Human society cannot thrive without “legitimate authority”.[2] Authority is only legitimate when it seeks the common good via moral means.[3] If an authority moves contrary to these legitimizing factors, it undermines its own authoritative potency and ability. Whenever morality is breached, it is always at someone’s expense. Whenever it no longer serves the common good, it is at the expense of many. Therefore, it is rightful for the citizens to act against the breach of morality and/or lack of serving the common good.[4] If a government seeks to make its citizens obedient, then it must become the “servant of all” (Mark 9:35; cf. 1 John 3:16).
3. Summarize how Ryan Topping says modernism and postmodernism have gone off track in regards to understanding creation, beauty, and art. Do you agree or disagree with his thesis? Why or why not? (Rebuilding Catholic Culture)
Modern art and philosophy sought to be liberated from the confines of dimension, purpose, and religiosity. As this liberation was accomplished, it was as a submarine freed from water, a plane liberated from the sky, or a building escaped from its foundation. This art, in its modern expressions, has been losing its appeal to its observers. This appeal is the tendency of a work to bring pleasure upon sight, which is beauty.[5] I agree with Ryan Topping's analysis of modernity’s effects. I find that art liberated from the expertise of previous artists, especially in the field of Architecture, is a start from ground-zero. Philosophy removed from Christ is little different than Satan’s desire for freedom from Creator as creation. Philosophy’s escape from Truth (Himself) and art’s escape from beauty (the result of God’s action) end in the same result, void of their intent, and purpose.
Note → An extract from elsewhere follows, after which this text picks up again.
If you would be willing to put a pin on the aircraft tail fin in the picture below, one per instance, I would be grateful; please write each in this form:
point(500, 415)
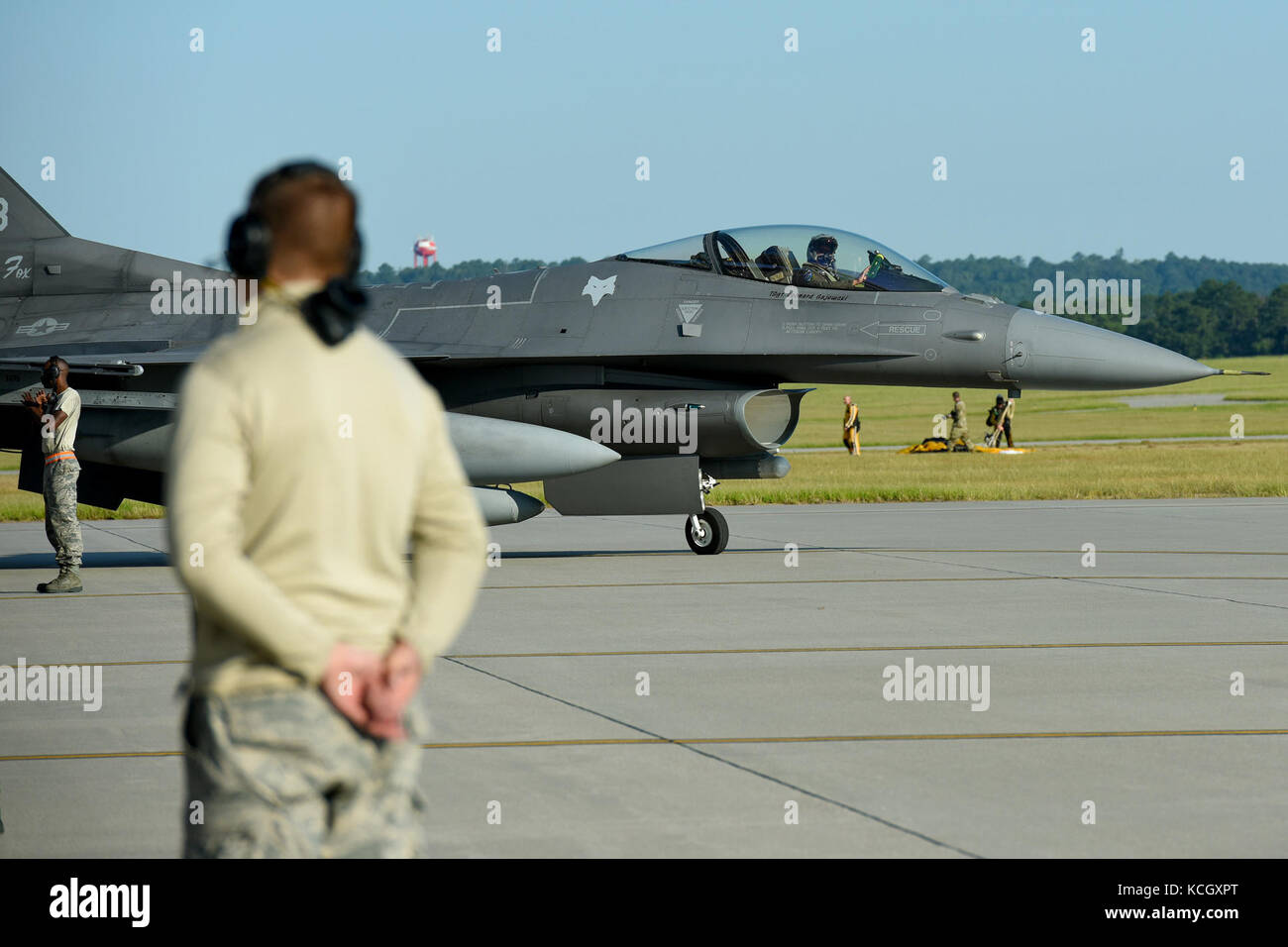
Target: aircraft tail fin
point(21, 215)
I am afraid the loss of direction in modern art and philosophy is even more fundamental than the loss of direction. The phrase “where God is gone, man is going” finds an application. It is as a vine branch that losses its vine, because without Christ we have no harmonious and life-giving center. (John 15:5 RSV) Indeed, not only is there a loss in direction but also a loss of life. It stops art and philosophy’s growth in its tracks, and the darkness of death replaces the life it once had. In the effort to increase this life, without God, they utterly lost it. (Genesis 2:16-17)
FN:
- Catechism of the Catholic Church, 2nd ed. (Washington, DC: United States Catholic Conference, 1994), 2087; _Catechism of the Catholic Church_, 2090.; _Catechism of the Catholic Church_, 2093.
- Catechism of the Catholic Church, 1897.
- Catechism of the Catholic Church, 1902-3.
- Catechism of the Catholic Church, 2242.
- Thomas Aquinas, Summa theologiae, I, q. 5, a. 4, at New Advent, www.newadvent.org.